The Lycoming County commissioners met this week, with Vietnam Veterans Day approaching this Sunday, March 29. The board took time to recognize the men and women who served in a war that divided the nation but never diminished the courage of those who answered the call. These veterans sacrificed years of their lives, and some sacrificed everything, defending freedoms we too often take for granted. Nothing the county discusses, no budget item or policy debate, comes close to matching what these men and women gave. We owe them gratitude that words alone cannot repay, but we offer those words anyway because silence feels like forgetting.
The meeting addressed the immense tax burden that death penalty cases place on the county. The legal process stretches across years, sometimes decades. Appeals stack upon appeals. Expert witnesses must be paid. Court proceedings drain resources that could otherwise fund schools, roads, and essential services. The financial reality is stark, but so is the county’s commitment to prosecuting the most heinous crimes to the fullest extent of the law.

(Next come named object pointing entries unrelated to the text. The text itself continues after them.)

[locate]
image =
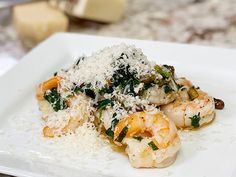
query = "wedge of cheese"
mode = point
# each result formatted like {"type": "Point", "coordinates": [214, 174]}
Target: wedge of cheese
{"type": "Point", "coordinates": [35, 22]}
{"type": "Point", "coordinates": [97, 10]}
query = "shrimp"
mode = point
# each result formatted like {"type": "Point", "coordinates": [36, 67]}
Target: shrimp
{"type": "Point", "coordinates": [151, 139]}
{"type": "Point", "coordinates": [158, 96]}
{"type": "Point", "coordinates": [187, 112]}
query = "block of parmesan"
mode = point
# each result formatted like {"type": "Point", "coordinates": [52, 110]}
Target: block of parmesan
{"type": "Point", "coordinates": [97, 10]}
{"type": "Point", "coordinates": [35, 22]}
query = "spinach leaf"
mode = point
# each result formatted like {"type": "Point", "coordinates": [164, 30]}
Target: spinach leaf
{"type": "Point", "coordinates": [103, 104]}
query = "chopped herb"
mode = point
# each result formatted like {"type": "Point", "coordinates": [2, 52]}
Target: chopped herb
{"type": "Point", "coordinates": [55, 100]}
{"type": "Point", "coordinates": [159, 70]}
{"type": "Point", "coordinates": [179, 86]}
{"type": "Point", "coordinates": [167, 89]}
{"type": "Point", "coordinates": [153, 146]}
{"type": "Point", "coordinates": [125, 80]}
{"type": "Point", "coordinates": [106, 90]}
{"type": "Point", "coordinates": [122, 134]}
{"type": "Point", "coordinates": [195, 120]}
{"type": "Point", "coordinates": [146, 79]}
{"type": "Point", "coordinates": [90, 93]}
{"type": "Point", "coordinates": [192, 93]}
{"type": "Point", "coordinates": [110, 131]}
{"type": "Point", "coordinates": [170, 68]}
{"type": "Point", "coordinates": [139, 138]}
{"type": "Point", "coordinates": [78, 60]}
{"type": "Point", "coordinates": [103, 104]}
{"type": "Point", "coordinates": [145, 87]}
{"type": "Point", "coordinates": [77, 89]}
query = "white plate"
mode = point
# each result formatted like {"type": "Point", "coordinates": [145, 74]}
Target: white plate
{"type": "Point", "coordinates": [210, 151]}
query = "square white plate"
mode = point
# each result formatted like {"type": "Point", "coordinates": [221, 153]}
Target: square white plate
{"type": "Point", "coordinates": [210, 151]}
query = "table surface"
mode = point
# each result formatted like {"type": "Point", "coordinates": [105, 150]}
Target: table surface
{"type": "Point", "coordinates": [204, 22]}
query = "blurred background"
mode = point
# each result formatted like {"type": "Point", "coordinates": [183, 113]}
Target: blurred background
{"type": "Point", "coordinates": [204, 22]}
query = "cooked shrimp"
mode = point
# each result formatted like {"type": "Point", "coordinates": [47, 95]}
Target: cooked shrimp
{"type": "Point", "coordinates": [158, 96]}
{"type": "Point", "coordinates": [188, 111]}
{"type": "Point", "coordinates": [156, 143]}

This commitment carries its own kind of consequence. When criminals understand that certain acts will be met with the strongest response our legal system allows, behavior changes. The deterrent may be impossible to measure precisely. We cannot count crimes that never happen. We cannot know which potential killers reconsidered because they understood what prosecution would bring. But the hope remains that clarity about consequences prevents future horrors. Money saved in the long run comes not from avoiding justice, but from crimes that never occur because the price was made clear.
Both discussions, separated by subject but connected by theme, deal with sacrifice and consequence. Veterans sacrificed for freedom without expectation of return. The county invests in prosecuting evil to protect that same freedom these veterans defended. One sacrifice is noble beyond measure. The other is a civic duty that costs money but aims to preserve safety. They exist on different planes entirely, but both recognize that protecting what matters requires paying a price.

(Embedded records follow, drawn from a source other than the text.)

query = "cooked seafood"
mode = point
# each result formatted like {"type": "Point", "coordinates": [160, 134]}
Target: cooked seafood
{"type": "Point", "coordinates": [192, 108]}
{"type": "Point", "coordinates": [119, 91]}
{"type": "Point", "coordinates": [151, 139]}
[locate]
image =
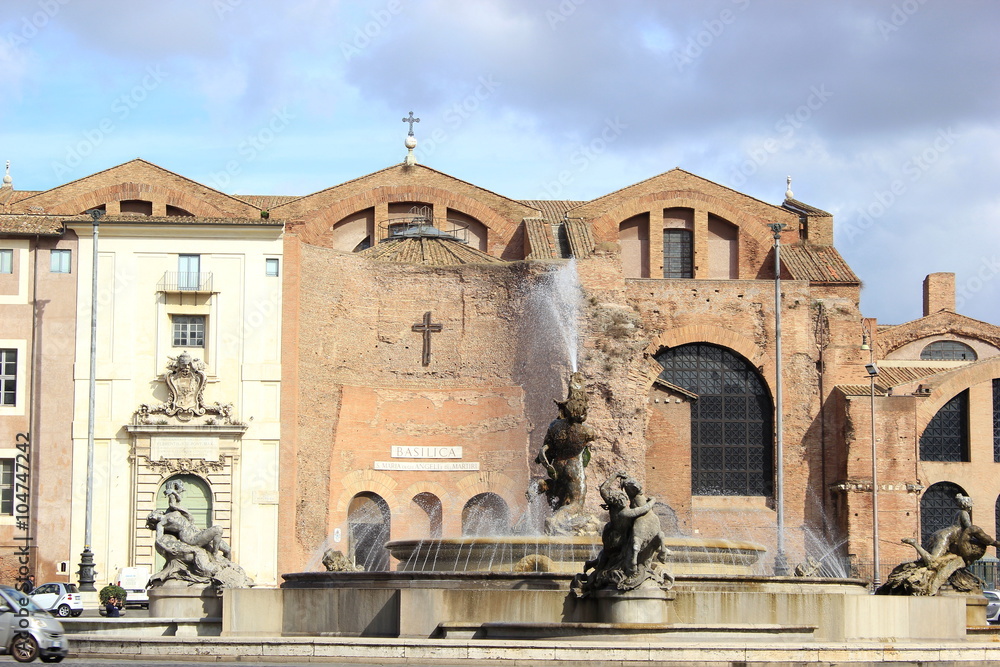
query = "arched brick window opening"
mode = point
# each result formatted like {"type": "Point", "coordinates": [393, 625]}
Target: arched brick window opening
{"type": "Point", "coordinates": [996, 420]}
{"type": "Point", "coordinates": [946, 437]}
{"type": "Point", "coordinates": [368, 525]}
{"type": "Point", "coordinates": [948, 350]}
{"type": "Point", "coordinates": [938, 509]}
{"type": "Point", "coordinates": [178, 212]}
{"type": "Point", "coordinates": [486, 514]}
{"type": "Point", "coordinates": [732, 446]}
{"type": "Point", "coordinates": [427, 506]}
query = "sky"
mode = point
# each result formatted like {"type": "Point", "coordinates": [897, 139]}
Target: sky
{"type": "Point", "coordinates": [885, 114]}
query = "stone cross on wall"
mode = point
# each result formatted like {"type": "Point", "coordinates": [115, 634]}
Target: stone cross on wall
{"type": "Point", "coordinates": [427, 328]}
{"type": "Point", "coordinates": [411, 120]}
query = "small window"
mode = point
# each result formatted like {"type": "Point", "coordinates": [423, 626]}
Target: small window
{"type": "Point", "coordinates": [60, 261]}
{"type": "Point", "coordinates": [188, 272]}
{"type": "Point", "coordinates": [7, 487]}
{"type": "Point", "coordinates": [8, 377]}
{"type": "Point", "coordinates": [189, 331]}
{"type": "Point", "coordinates": [677, 253]}
{"type": "Point", "coordinates": [948, 350]}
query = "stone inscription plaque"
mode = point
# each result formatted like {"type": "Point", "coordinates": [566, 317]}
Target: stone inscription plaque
{"type": "Point", "coordinates": [183, 447]}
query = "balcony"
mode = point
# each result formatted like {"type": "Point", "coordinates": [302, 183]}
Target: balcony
{"type": "Point", "coordinates": [192, 283]}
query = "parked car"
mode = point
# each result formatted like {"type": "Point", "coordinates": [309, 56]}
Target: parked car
{"type": "Point", "coordinates": [61, 599]}
{"type": "Point", "coordinates": [992, 607]}
{"type": "Point", "coordinates": [27, 631]}
{"type": "Point", "coordinates": [134, 581]}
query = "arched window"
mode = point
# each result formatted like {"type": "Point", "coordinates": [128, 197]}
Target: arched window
{"type": "Point", "coordinates": [948, 350]}
{"type": "Point", "coordinates": [938, 509]}
{"type": "Point", "coordinates": [197, 500]}
{"type": "Point", "coordinates": [486, 514]}
{"type": "Point", "coordinates": [430, 506]}
{"type": "Point", "coordinates": [731, 436]}
{"type": "Point", "coordinates": [946, 437]}
{"type": "Point", "coordinates": [678, 250]}
{"type": "Point", "coordinates": [368, 525]}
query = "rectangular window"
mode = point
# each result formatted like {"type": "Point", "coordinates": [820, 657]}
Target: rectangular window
{"type": "Point", "coordinates": [188, 272]}
{"type": "Point", "coordinates": [7, 487]}
{"type": "Point", "coordinates": [677, 253]}
{"type": "Point", "coordinates": [8, 377]}
{"type": "Point", "coordinates": [60, 261]}
{"type": "Point", "coordinates": [189, 331]}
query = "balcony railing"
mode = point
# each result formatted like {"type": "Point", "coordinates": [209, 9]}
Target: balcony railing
{"type": "Point", "coordinates": [179, 281]}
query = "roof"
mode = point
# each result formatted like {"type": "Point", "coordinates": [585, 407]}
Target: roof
{"type": "Point", "coordinates": [267, 202]}
{"type": "Point", "coordinates": [554, 209]}
{"type": "Point", "coordinates": [428, 250]}
{"type": "Point", "coordinates": [818, 264]}
{"type": "Point", "coordinates": [799, 207]}
{"type": "Point", "coordinates": [31, 225]}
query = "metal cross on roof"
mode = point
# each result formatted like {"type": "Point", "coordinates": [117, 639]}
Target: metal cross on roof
{"type": "Point", "coordinates": [427, 328]}
{"type": "Point", "coordinates": [411, 120]}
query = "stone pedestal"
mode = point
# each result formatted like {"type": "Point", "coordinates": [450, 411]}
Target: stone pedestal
{"type": "Point", "coordinates": [642, 605]}
{"type": "Point", "coordinates": [175, 600]}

The routine budget approvals happened without fanfare. Departmental needs were addressed. Line items were reviewed. The work is unglamorous but necessary for keeping Pennsylvania’s largest county by land area running smoothly across 1,244 square miles.
We should thank God for blessing this county with the resources needed to survive and thrive. Lycoming County remains a safe place to live, work, and raise families. That safety comes from multiple sources working together. Taxpayers fund essential services. Grant money supplements local budgets. Act 13 funds return drilling revenue to communities. Veterans defended the freedom that makes all of this possible in the first place.
Safety requires investment. Justice requires resources. Both pale in comparison to what veterans gave, but both matter for maintaining the world that those veterans fought to preserve. The death penalty discussion highlighted the tension between ideals and budgets. We want justice. We want deterrence. We want safety. Achieving these goals costs money, time, and sustained commitment.
Vietnam Veterans Day reminds us that some costs transcend calculation. The veterans who served in that war paid with time they can never reclaim, with wounds that never fully heal, with memories that never fade. Their sacrifice bought freedoms we exercise daily without pause. The county’s work, important as it is, operates in the space those veterans created. Every decision made, every budget approved, every criminal prosecuted happens because veterans ensured we remained free enough to govern ourselves.
Spring continues to wake the land. With it comes the responsibility to honor what came before while building something worthy of the sacrifices that made it possible. Safety is not guaranteed. Freedom is not free. Both require vigilance, resources, and the willingness to act when evil appears.
We are blessed to live in a great county. We are blessed with resources and safety that allow us to raise families without constant fear. Most of all, we are blessed with people who served when called, who gave what could not be replaced, who ensured that meetings like this one could happen at all. Vietnam Veterans Day approaches, and with it comes the chance to remember that everything we have was bought at a price we can honor but never fully repay.